Atanas K. Stefanov

Extreme words in Bulgarian!


I have been getting tired of all us Bulgarians talking about непротивоконституционствувателствувайте ‘do not act against the constitution’, addressed to more than one person — our longest word — and referencing it every now and then. Other words deserve love too. I sought for more words in the Bulgarian vocabulary that shine in not so obvious ways. I took Miglen Iliev’s full word corpus in Cyrillic, cleaned it for all entries that contained letters beyond the Bulgarian alphabet, and looked for some arbitrary features that I personally found interesting. Then, I hand-picked the remarkable words in those categories as some form of quality assurance.

I do not claim to be accurate. The corpus contains a lot of noise from other Slavic languages or random interjections. Bulgarian by itself tends to be a highly inflected language that allows for various combinations. I also found myself to be quite arbitrary in the hand-picking processing. Therefore, from now on, instead of 'the longest words', I will simply use 'long words' and similar lexical acrobatics.

Long words

  1. непротивоконституционствувателствувайте (39; ‘do not act against the constitution’, imperative mood, addressed to the second plural)
  2. циклопентанперхидрофенантреновото (33; ‘pertaining to cyclopentanoperhydrophenanthrene’, neuter singular, definite article)
  3. хексакосиоихексеконтахексафобията (33; ‘the phobia of the number 666’, feminine singular, definite article)
  4. хексакосиоихексеконтахексафобите (32; ‘those having a phobia of the number 666’, plural, definite article)
  5. хексакосиоихексеконтахексафобия (31; ‘the phobia of the number 666’, feminine singular, indefinite article)
  6. непротивоезикоругателствувайте (30; ‘do not speak ill of the language’, imperative mood, addressed to the second singular)

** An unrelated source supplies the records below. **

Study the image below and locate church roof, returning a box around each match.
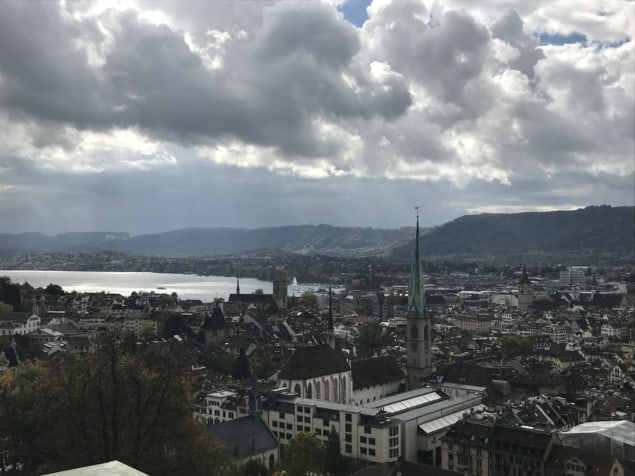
[278,345,350,380]
[352,356,404,390]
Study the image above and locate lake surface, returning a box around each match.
[0,270,274,302]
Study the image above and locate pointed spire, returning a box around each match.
[408,206,426,317]
[518,265,531,284]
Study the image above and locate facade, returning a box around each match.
[277,345,353,404]
[351,356,405,405]
[196,390,246,424]
[406,212,432,389]
[441,418,558,476]
[518,266,534,311]
[263,384,485,463]
[263,393,401,463]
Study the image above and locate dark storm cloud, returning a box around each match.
[0,2,410,156]
[0,0,635,232]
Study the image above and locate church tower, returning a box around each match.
[273,266,289,309]
[518,265,534,311]
[406,207,432,390]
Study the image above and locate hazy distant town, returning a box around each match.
[0,229,635,476]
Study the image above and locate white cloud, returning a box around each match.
[0,0,635,231]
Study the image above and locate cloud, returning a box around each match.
[0,0,635,231]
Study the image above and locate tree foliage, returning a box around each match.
[0,338,224,475]
[281,432,325,476]
[232,349,251,380]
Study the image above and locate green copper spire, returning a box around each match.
[408,207,426,318]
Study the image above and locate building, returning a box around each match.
[406,207,432,389]
[351,356,405,405]
[518,266,534,311]
[441,418,557,476]
[273,266,289,309]
[208,415,280,470]
[263,384,484,463]
[277,344,353,404]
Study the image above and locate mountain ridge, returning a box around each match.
[0,205,635,259]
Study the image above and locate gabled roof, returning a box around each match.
[545,444,617,475]
[278,345,350,380]
[351,356,405,390]
[201,306,228,331]
[208,415,278,460]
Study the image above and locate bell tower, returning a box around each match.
[406,207,432,390]
[518,265,534,311]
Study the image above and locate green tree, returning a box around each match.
[232,349,251,380]
[240,459,269,476]
[324,427,348,476]
[281,432,326,476]
[0,332,225,476]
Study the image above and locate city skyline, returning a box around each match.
[0,0,635,234]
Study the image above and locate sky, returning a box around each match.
[0,0,635,234]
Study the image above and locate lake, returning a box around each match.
[0,270,274,302]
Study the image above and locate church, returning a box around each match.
[277,209,432,405]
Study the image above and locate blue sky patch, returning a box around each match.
[338,0,372,27]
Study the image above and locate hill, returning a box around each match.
[391,205,635,258]
[0,205,635,259]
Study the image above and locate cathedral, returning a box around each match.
[277,214,432,405]
[406,207,432,390]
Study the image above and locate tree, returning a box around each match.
[0,337,230,476]
[232,349,251,380]
[324,427,348,476]
[281,432,325,476]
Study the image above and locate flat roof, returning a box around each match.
[43,460,149,476]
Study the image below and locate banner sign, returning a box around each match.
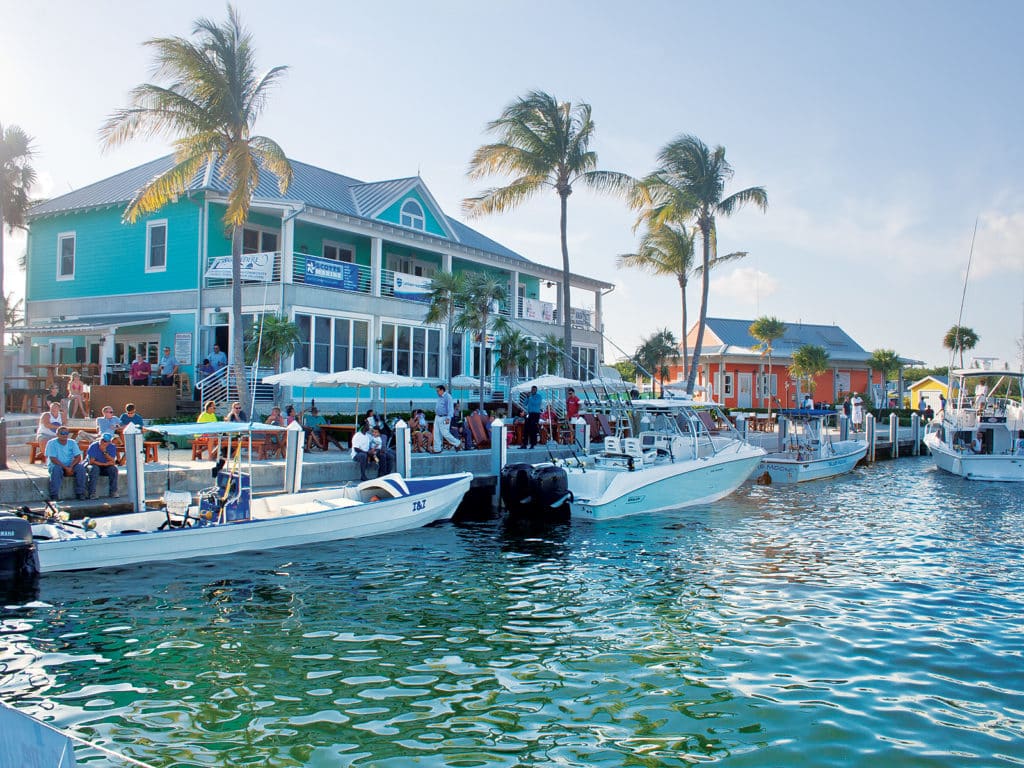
[206,251,278,283]
[394,272,433,301]
[522,299,555,323]
[305,256,359,292]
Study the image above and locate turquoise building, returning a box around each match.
[17,156,612,409]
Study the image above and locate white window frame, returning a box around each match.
[398,198,427,231]
[145,219,168,272]
[57,232,78,280]
[321,240,355,264]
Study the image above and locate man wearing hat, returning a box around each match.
[85,432,118,499]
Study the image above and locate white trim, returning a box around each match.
[145,219,170,273]
[56,231,78,281]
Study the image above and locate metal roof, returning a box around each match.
[7,313,170,336]
[29,155,532,263]
[706,317,871,360]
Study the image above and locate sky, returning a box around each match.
[0,0,1024,366]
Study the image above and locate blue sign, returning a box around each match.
[305,256,359,292]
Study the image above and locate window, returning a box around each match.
[145,220,167,272]
[380,323,441,378]
[294,314,370,373]
[324,243,355,264]
[242,226,278,253]
[57,232,75,280]
[398,199,426,229]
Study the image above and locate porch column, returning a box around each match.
[370,238,384,296]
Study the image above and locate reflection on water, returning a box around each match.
[0,459,1024,766]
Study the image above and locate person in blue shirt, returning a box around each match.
[522,386,544,447]
[46,427,85,502]
[85,432,118,499]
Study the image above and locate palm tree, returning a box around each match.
[455,272,508,411]
[0,124,36,438]
[942,326,981,368]
[634,136,768,394]
[246,314,302,372]
[498,329,534,390]
[790,344,828,399]
[424,271,466,391]
[867,349,902,405]
[615,223,746,379]
[463,91,635,377]
[636,328,679,396]
[749,315,785,419]
[100,5,292,415]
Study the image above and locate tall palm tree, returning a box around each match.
[615,222,746,379]
[749,315,785,419]
[0,124,36,456]
[100,5,292,415]
[424,271,466,391]
[634,136,768,394]
[942,326,981,368]
[790,344,828,399]
[462,91,635,376]
[455,272,508,411]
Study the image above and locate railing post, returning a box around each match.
[490,419,509,509]
[889,414,899,459]
[394,419,413,477]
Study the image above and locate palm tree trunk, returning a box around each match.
[558,191,572,379]
[686,221,711,395]
[679,280,689,379]
[225,226,247,419]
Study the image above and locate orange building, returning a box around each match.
[670,317,882,409]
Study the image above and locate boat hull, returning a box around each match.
[36,472,472,573]
[925,433,1024,482]
[568,445,764,520]
[761,443,867,483]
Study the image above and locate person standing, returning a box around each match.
[850,392,864,432]
[210,344,227,371]
[46,427,85,502]
[128,352,153,387]
[565,387,580,421]
[522,385,544,447]
[433,384,461,454]
[85,432,118,499]
[157,347,178,387]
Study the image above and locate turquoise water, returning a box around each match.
[0,459,1024,768]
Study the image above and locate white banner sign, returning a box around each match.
[206,251,276,283]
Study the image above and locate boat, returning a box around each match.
[502,397,765,520]
[925,367,1024,482]
[759,409,867,483]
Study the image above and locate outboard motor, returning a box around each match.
[502,464,572,522]
[0,512,39,588]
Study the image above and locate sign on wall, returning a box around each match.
[304,256,359,291]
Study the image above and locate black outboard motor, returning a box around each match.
[502,464,572,522]
[0,512,39,588]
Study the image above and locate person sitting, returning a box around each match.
[85,432,118,499]
[68,371,89,419]
[36,401,66,440]
[121,402,145,431]
[971,429,985,454]
[302,406,329,451]
[370,427,395,477]
[128,353,153,387]
[409,409,432,454]
[350,424,380,482]
[96,406,124,435]
[46,427,85,502]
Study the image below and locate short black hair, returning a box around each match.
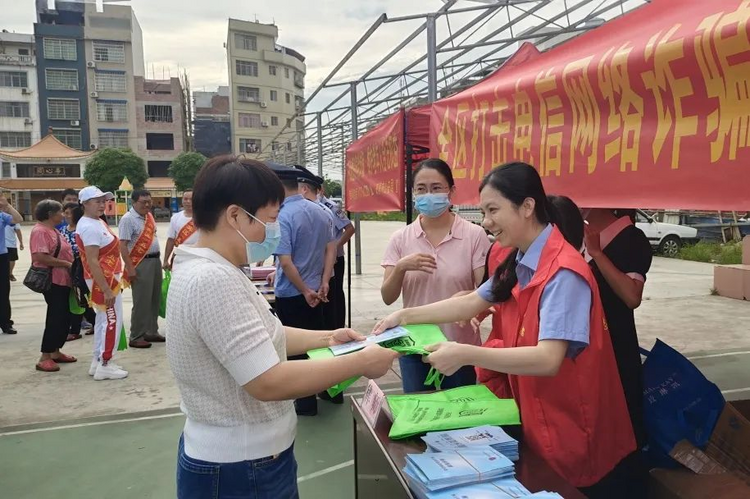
[34,199,62,222]
[60,188,78,200]
[130,189,151,202]
[412,158,456,188]
[193,154,286,231]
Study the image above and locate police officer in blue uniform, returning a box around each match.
[266,162,336,416]
[318,189,354,329]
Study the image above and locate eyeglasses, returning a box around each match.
[414,184,450,196]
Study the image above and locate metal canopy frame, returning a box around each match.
[251,0,649,179]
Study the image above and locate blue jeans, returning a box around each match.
[398,355,477,393]
[177,436,299,499]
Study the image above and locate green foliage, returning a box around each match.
[83,147,148,192]
[168,152,207,191]
[323,178,341,198]
[679,241,742,265]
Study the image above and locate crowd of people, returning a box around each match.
[0,155,652,499]
[0,186,196,381]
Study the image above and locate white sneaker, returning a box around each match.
[94,363,128,381]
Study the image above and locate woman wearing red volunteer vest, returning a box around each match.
[375,163,635,498]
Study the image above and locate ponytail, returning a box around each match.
[492,248,518,303]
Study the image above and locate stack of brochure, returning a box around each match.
[422,425,518,461]
[404,446,515,497]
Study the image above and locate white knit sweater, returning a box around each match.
[167,247,297,463]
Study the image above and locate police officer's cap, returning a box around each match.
[294,165,323,189]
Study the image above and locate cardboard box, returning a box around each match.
[714,265,750,300]
[649,468,750,499]
[649,400,750,499]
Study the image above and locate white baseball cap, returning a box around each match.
[78,185,115,203]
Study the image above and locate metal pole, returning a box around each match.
[318,113,330,178]
[350,82,362,275]
[427,14,437,102]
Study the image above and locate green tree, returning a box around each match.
[323,178,341,198]
[168,152,206,191]
[83,147,148,192]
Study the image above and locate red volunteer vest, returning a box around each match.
[497,227,636,487]
[474,242,513,399]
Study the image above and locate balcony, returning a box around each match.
[294,73,305,88]
[0,54,34,66]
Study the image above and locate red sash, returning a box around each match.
[76,226,122,310]
[174,218,198,246]
[130,213,156,274]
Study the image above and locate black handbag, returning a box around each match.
[23,234,62,293]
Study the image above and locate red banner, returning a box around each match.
[430,0,750,211]
[344,110,404,212]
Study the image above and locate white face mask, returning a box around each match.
[235,208,281,264]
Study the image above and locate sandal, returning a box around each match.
[36,359,60,373]
[52,352,78,364]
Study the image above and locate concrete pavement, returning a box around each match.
[0,222,750,428]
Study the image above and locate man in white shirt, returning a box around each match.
[163,189,198,270]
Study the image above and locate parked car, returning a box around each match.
[635,210,698,256]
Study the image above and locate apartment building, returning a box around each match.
[193,86,232,158]
[226,19,307,159]
[0,31,40,152]
[34,1,145,150]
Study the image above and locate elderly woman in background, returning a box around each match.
[29,199,78,372]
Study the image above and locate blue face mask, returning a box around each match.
[414,192,451,218]
[235,209,281,265]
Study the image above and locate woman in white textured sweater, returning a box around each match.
[167,156,397,499]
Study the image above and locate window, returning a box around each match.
[44,38,78,61]
[148,161,172,178]
[234,33,258,50]
[94,42,125,64]
[0,71,29,88]
[52,128,81,149]
[238,113,260,128]
[146,104,172,123]
[0,132,31,148]
[44,69,78,90]
[0,101,29,118]
[237,87,260,102]
[146,133,174,151]
[240,139,261,153]
[96,100,128,122]
[95,71,128,93]
[47,99,81,121]
[99,130,128,149]
[236,61,258,76]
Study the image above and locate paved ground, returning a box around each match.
[0,222,750,499]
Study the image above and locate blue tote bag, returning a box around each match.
[641,339,725,461]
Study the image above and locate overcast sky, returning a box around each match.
[0,0,442,91]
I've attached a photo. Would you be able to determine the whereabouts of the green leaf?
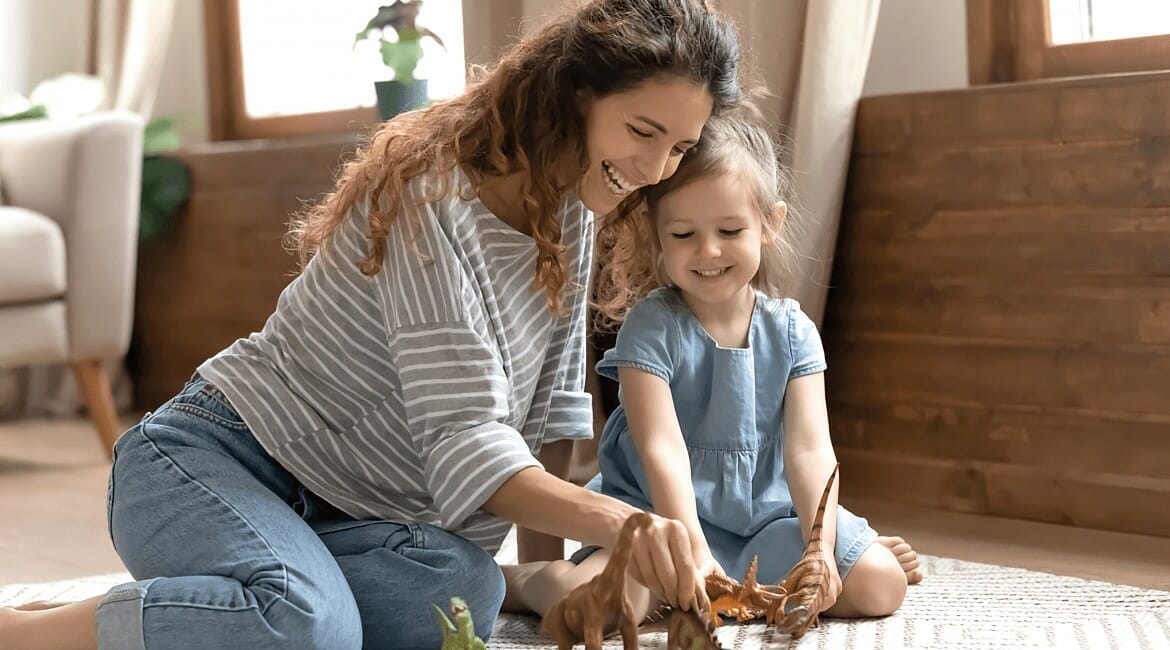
[138,155,191,241]
[0,104,49,122]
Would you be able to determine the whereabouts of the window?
[966,0,1170,84]
[205,0,466,140]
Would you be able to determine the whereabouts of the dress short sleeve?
[597,293,681,383]
[787,300,828,380]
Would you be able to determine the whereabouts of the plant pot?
[373,79,428,122]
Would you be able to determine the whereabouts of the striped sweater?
[199,167,593,553]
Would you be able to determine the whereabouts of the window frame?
[966,0,1170,85]
[204,0,378,141]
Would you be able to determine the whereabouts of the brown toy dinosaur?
[541,465,840,650]
[541,512,651,650]
[706,465,840,638]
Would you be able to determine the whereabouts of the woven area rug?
[0,555,1170,650]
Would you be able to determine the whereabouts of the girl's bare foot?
[878,537,923,585]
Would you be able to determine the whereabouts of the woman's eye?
[627,124,654,138]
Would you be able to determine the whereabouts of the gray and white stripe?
[199,164,593,552]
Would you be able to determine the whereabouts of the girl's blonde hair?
[594,105,797,329]
[285,0,741,312]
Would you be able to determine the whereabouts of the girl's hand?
[695,549,727,579]
[629,513,710,610]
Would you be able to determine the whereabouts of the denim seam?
[171,402,248,430]
[841,530,878,580]
[135,426,289,615]
[143,601,263,616]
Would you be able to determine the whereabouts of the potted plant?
[353,0,446,120]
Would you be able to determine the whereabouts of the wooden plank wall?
[129,136,355,409]
[824,72,1170,537]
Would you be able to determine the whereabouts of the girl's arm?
[618,366,713,569]
[784,373,839,568]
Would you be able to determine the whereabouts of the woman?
[0,0,739,649]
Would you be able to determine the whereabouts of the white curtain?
[0,0,177,417]
[718,0,881,324]
[91,0,177,113]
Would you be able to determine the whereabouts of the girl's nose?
[698,232,720,257]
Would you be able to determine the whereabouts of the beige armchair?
[0,112,143,454]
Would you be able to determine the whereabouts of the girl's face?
[655,174,764,307]
[577,75,714,215]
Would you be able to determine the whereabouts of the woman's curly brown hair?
[285,0,741,312]
[593,103,798,330]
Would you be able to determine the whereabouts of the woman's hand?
[629,514,710,610]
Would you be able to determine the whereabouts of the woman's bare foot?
[0,596,102,650]
[878,537,923,585]
[12,601,69,611]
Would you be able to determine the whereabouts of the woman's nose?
[638,147,679,185]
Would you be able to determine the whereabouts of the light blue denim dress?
[590,289,878,583]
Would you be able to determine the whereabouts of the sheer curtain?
[718,0,881,324]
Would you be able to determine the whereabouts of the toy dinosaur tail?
[808,463,841,546]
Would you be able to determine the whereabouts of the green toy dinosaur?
[431,596,488,650]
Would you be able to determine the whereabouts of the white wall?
[0,0,207,144]
[152,0,209,145]
[861,0,968,96]
[0,0,89,96]
[0,0,968,144]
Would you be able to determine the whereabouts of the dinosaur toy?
[432,597,488,650]
[541,465,840,650]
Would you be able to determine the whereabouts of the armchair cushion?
[0,111,143,366]
[0,206,66,305]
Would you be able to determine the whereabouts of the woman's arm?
[516,440,573,563]
[483,466,704,609]
[618,366,711,562]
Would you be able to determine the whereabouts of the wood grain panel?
[984,465,1170,537]
[129,138,355,409]
[834,209,1170,278]
[828,397,1170,478]
[854,71,1170,155]
[845,136,1170,212]
[826,274,1170,345]
[824,71,1170,537]
[837,448,987,513]
[826,334,1170,415]
[838,449,1170,537]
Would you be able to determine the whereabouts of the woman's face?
[577,75,714,215]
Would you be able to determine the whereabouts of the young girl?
[0,0,739,650]
[511,113,921,616]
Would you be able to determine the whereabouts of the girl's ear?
[772,201,789,230]
[764,201,789,243]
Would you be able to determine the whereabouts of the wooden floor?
[0,420,1170,590]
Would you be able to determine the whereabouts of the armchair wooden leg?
[73,359,122,457]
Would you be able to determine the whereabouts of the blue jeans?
[97,379,504,650]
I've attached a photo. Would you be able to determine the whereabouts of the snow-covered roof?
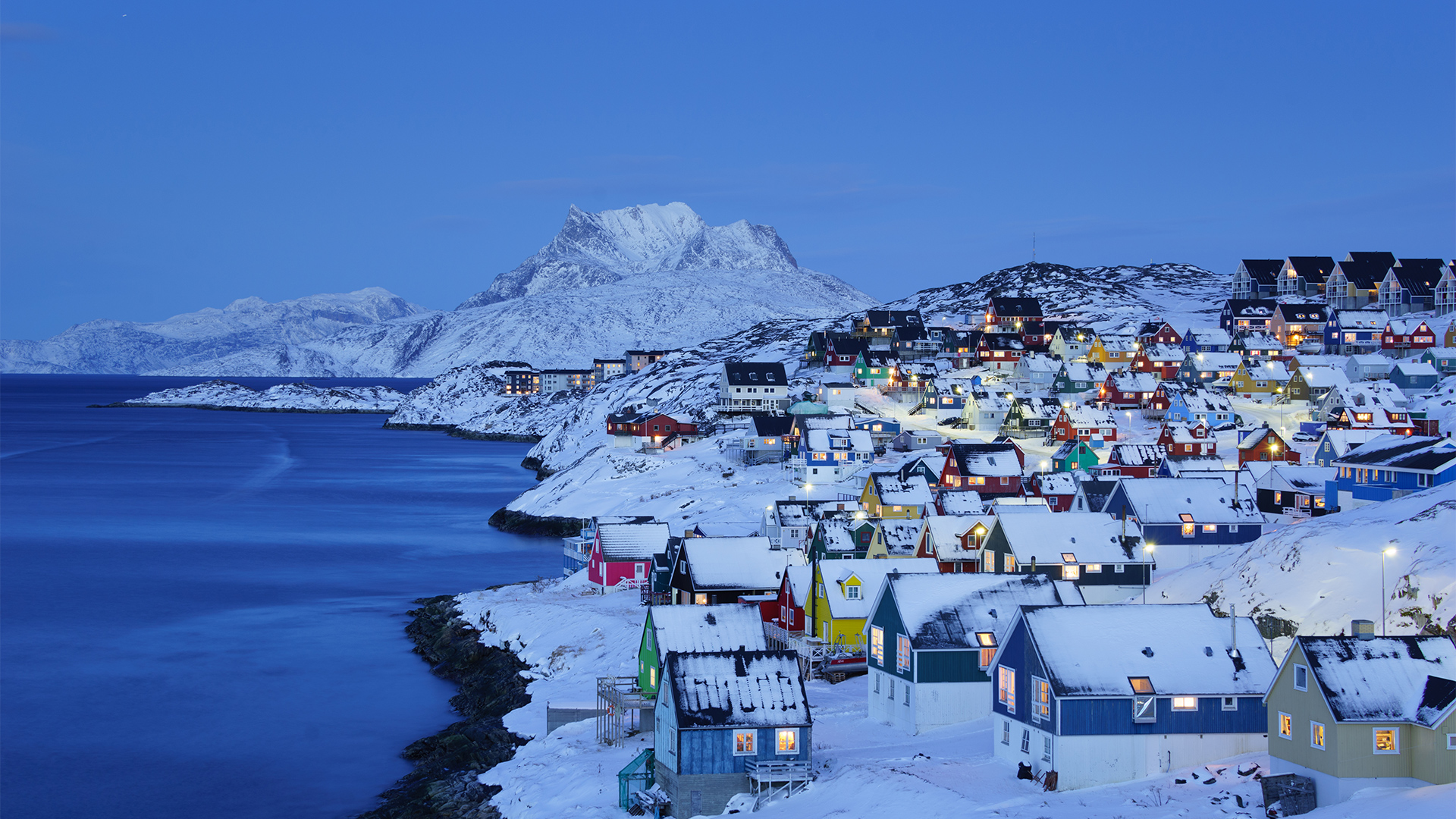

Words containing long alphabetic substrings

All contain the same five-letter alphabetic substring мнопр, and are given in base forms.

  • взаимнопрост (‘coprime’)
  • взаимноприемлив (‘mutually acceptable’)
  • срамноправочревен (‘pertaining to the puborectalis’)

Words containing long inverse-alphabetic substrings

All contain four-letter substrings in reverse alphabetic order, and are given in base forms.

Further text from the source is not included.